I remembered him this morning while thinking that this was my first 9/11 outside of New York, and how did that feel? Where was the uncanny stillness of silent subways and too-clear skies, the repeated crispness of September? Then his face and voice returned to me and I thought about last year, and how, each year, this day gets more and more twisted, warped under the weight of all that came of it, and all that did not, and the difficulty that lies in tracing its consequences.

Against that weight, this man made his odd, vivid tribute. I hope it gave him some comfort. I wonder if he's standing in front of that church again this morning.

September 3, 2007

Rest in Peace, John Scott

This morning, Kim and I rode our bicycles through the Quarter, up Esplanade to N. Broad, to St. Bernard Ave, to the intersection with Gentilly Blvd. We crossed to the neutral ground, dropped our bikes in the grass, and walked into "Spirit House," the great sculpture by Martin Payton and John Scott.

Loaded with symbols from the entire African diaspora--beginning with the slaves' capture in the native land through the voyage in slave ships to the survival of culture in the New World--the piece is at once graceful, haunting, and educational. Built with the help of local students, it encapsulates so much of Scott's importance as a teacher and griot, as well as his prowess as an original modern artist.

Since we returned to New Orleans, Kim and I have kept a look out for Scott's pieces throughout the city. In the building where I work, we have a large collection of his pieces, both sculpture and painting. One smaller mobile hangs above my desk, and I often stop and consider it, along with the other works in our meeting rooms and lobby.

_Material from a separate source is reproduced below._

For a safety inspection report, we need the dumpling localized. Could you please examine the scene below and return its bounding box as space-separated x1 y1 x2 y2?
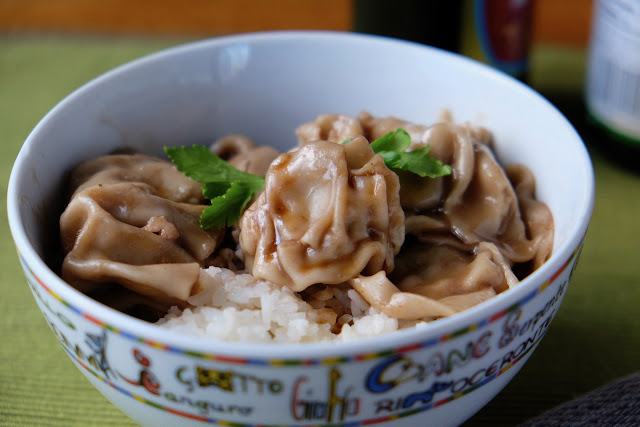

Just this past Friday, I interviewed a lighting designer to better illuminate several of the sculptures for an upcoming event. The lighting designer asked me how Scott was doing. As it turns out, he did the lighting for "Spirit House," and was touched by the artist's humbleness and generosity in their brief conversations. This was often the case when I'd show the art to people--a sincere care and hope that John was OK.

"We actually heard he was feeling better," I told him. "We're kind of dreaming that he might even make the event."

As it turns out, John Scott passed away the next day in Houston. Though I never met him, his work's proximity to me, and the fullness of his expressions of New Orleans' identity, made the loss especially sad, and a little eerie. Standing under "Spirit House" today, though, I understood why people asked after him, and just how important an artist can be to his own people and place.